Learning to Generate Synthetic 3D Training Data through Hybrid Gradient
This work addresses the problem of efficiently generating effective synthetic training data for computer vision tasks like surface normal estimation, which is incremental as it builds on existing optimization methods.
The paper tackles the challenge of generating synthetic 3D training data that improves deep network performance on real images by proposing a hybrid gradient method to optimize design decisions like 3D shape selection and camera placement. It shows that this approach outperforms prior state-of-the-art methods in optimizing 3D training data generation, with notable gains in computational efficiency.
Synthetic images rendered by graphics engines are a promising source for training deep networks.
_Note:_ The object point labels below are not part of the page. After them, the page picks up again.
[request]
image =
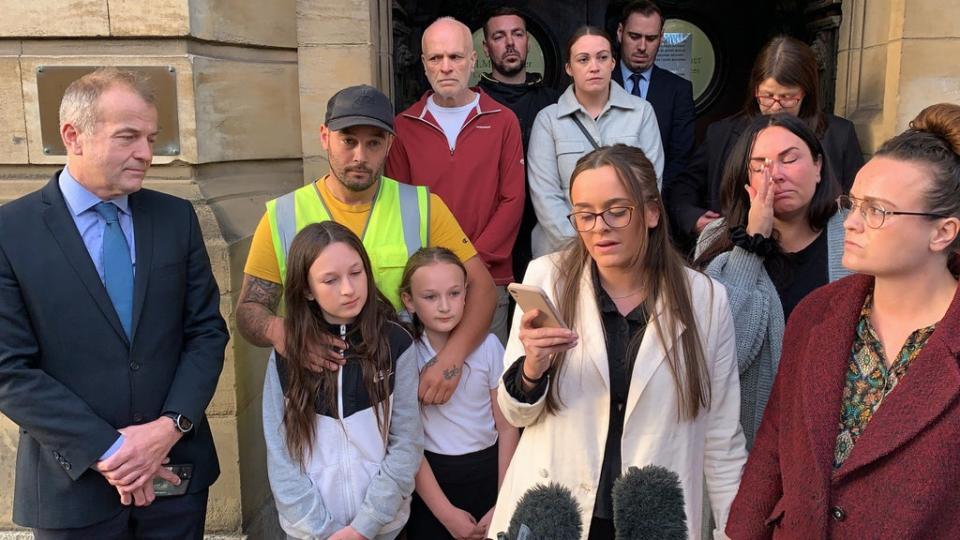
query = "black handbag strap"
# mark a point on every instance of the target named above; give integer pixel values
(584, 130)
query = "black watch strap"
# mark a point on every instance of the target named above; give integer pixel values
(181, 422)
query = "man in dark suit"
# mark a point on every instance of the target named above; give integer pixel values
(640, 34)
(111, 339)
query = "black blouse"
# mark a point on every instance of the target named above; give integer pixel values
(622, 335)
(795, 275)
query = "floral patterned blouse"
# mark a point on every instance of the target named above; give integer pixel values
(869, 380)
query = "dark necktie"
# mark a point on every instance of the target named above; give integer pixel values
(636, 78)
(117, 268)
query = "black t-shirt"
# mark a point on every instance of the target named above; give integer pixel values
(622, 335)
(795, 275)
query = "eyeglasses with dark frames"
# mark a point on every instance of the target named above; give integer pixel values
(873, 213)
(616, 217)
(785, 101)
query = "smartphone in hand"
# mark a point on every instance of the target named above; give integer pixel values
(530, 297)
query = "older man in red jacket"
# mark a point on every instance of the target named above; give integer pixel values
(467, 148)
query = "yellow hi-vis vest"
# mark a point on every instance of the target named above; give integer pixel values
(397, 226)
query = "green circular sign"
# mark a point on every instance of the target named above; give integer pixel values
(686, 50)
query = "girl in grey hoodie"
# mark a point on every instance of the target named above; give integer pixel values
(342, 446)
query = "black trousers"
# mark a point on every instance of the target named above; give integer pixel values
(601, 529)
(469, 482)
(167, 518)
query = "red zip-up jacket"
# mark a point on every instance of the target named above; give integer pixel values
(481, 179)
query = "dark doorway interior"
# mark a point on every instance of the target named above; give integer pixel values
(737, 30)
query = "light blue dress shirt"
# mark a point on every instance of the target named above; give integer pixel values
(644, 82)
(80, 203)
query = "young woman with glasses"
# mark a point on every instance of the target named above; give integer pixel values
(592, 112)
(782, 237)
(784, 79)
(860, 435)
(646, 373)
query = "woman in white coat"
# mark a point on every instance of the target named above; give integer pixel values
(642, 378)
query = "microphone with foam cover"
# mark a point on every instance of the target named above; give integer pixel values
(648, 505)
(545, 513)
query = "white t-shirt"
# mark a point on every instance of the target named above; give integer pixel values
(464, 424)
(451, 119)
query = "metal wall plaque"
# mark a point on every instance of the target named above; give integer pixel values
(52, 82)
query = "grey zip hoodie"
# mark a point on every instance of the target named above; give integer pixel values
(351, 477)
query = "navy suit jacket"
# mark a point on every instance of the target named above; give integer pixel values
(672, 99)
(69, 377)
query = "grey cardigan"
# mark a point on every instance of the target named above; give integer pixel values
(758, 314)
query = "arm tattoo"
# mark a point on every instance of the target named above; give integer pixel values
(451, 373)
(263, 292)
(259, 299)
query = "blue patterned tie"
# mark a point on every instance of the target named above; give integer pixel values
(636, 78)
(117, 268)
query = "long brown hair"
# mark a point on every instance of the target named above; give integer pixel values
(306, 328)
(666, 278)
(734, 200)
(790, 62)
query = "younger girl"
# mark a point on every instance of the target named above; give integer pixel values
(468, 443)
(342, 446)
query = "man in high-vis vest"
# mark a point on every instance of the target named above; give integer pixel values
(392, 219)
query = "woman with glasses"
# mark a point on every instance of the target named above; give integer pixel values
(592, 112)
(784, 79)
(782, 237)
(645, 374)
(860, 435)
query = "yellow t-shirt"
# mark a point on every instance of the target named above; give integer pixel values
(444, 232)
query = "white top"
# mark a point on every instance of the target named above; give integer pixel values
(568, 447)
(451, 119)
(464, 424)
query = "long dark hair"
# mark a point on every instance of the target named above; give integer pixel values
(425, 257)
(790, 62)
(666, 275)
(734, 200)
(306, 328)
(934, 141)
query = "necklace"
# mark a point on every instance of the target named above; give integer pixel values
(634, 293)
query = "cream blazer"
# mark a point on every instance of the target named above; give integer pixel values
(567, 447)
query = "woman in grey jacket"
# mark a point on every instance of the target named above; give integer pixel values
(591, 113)
(342, 446)
(782, 237)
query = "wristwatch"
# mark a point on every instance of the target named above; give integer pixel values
(181, 422)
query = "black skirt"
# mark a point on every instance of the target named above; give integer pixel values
(469, 482)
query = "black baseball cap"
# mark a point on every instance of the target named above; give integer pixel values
(361, 105)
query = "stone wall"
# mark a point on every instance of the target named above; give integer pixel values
(239, 129)
(895, 58)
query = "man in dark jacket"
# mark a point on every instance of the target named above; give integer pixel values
(467, 149)
(505, 42)
(640, 34)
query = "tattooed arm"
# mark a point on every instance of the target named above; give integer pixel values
(258, 322)
(257, 318)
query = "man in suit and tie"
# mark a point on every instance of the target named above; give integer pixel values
(640, 34)
(111, 339)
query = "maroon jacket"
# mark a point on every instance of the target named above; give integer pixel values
(902, 480)
(481, 180)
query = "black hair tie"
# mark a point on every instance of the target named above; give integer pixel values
(754, 243)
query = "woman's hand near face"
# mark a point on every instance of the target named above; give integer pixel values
(540, 344)
(760, 217)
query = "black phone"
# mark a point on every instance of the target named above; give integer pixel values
(163, 488)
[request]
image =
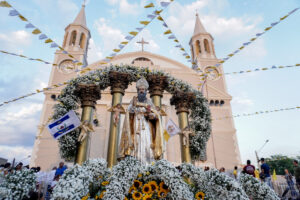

However, it is challenging to ensure that they can help train a network to perform well on real images, because a graphics-based generation pipeline requires numerous design decisions such as the selection of 3D shapes and the placement of the camera. In this work, we propose a new method that optimizes the generation of 3D training data based on what we call "hybrid gradient". We parametrize the design decisions as a real vector, and combine the approximate gradient and the analytical gradient to obtain the hybrid gradient of the network performance with respect to this vector. We evaluate our approach on the task of estimating surface normal, depth or intrinsic decomposition from a single image. Experiments on standard benchmarks show that our approach can outperform the prior state of the art on optimizing the generation of 3D training data, particularly in terms of computational efficiency.